New Mexico-based company builds 'atmospheric satellites'; aircraft that fly as high up as 12 miles and that can stay aloft for 5 years without support

Google has acquired Titan Aerospace, a manufacturer of solar-powered drones that Facebook had previously considered buying.

Aircraft built by the New Mexico-based company can stay aloft for years at a time at an altitude that places them above the turbulence affecting traditional aircraft. Google has said it will use the technology to collect images of Earth as well as provide internet access to remote areas of the world.

Reports from the Wall Street Journal say that Google promised to top any offer from rival Facebook. The social network was presumably unperturbed, announcing this March that it had instead secured a team of drone-related engineers from Nasa and Somerset-based aerospace company Ascenta.
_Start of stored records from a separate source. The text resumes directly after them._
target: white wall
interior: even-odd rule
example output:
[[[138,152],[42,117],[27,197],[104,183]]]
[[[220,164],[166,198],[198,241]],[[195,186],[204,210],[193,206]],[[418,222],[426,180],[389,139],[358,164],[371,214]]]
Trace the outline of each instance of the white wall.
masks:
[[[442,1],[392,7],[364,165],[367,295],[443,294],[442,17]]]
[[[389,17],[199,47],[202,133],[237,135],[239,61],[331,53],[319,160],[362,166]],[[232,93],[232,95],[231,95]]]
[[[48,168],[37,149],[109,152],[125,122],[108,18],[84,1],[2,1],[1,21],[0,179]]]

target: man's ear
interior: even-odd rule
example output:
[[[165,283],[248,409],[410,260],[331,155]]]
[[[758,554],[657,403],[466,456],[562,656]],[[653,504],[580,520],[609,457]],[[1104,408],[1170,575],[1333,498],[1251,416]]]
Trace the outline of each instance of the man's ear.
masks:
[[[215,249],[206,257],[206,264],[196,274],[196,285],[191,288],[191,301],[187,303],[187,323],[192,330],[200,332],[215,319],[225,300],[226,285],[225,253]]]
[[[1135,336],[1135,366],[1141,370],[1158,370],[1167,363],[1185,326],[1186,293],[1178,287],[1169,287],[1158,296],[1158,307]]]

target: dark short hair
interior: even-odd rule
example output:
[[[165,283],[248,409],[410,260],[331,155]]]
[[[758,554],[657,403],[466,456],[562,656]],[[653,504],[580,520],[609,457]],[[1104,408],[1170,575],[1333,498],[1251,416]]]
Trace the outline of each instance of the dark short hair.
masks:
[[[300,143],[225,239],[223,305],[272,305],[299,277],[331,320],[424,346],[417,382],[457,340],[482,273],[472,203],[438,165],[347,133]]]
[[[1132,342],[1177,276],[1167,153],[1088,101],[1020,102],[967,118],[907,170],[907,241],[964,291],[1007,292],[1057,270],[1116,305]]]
Both companies are hoping that these “high altitude long endurance vehicles” (also known as ‘atmospheric satellites’) will be key to connecting new users and potential customers to the internet, although the as yet unproven technology could also have many other benefits.

In a statement published on its website Titan Aerospace said that it was “still early days” for their atmospheric satellites but that there were a “lot of ways that we think we could help people, whether it's providing internet connections in remote areas or helping monitor environmental damage like oil spills and deforestation.”

Google previous efforts in this sector have included Project Loon, an initiative launched in 2013 to use weather balloons to deliver internet access. Bill Gates later criticized the scheme, saying that the company should used its wealth to deliver more tangible benefits.

“When you’re dying of malaria, I suppose you’ll look up and see that balloon, and I’m not sure how it’ll help you,” said the Microsoft founder in an interview with Businessweek.

Google has not disclosed the price it paid for the 20-strong Titan Aerospace team. The company has said it is expecting "initial commercial operations" to begin 2015. The smaller of its two aircraft, the Solara 50, has a wingsan slightly larger than that of a Boeing 767 and the company has previously promised to deliver internet speeds of 1 gigabit per second - significantly above the average in even developed countries.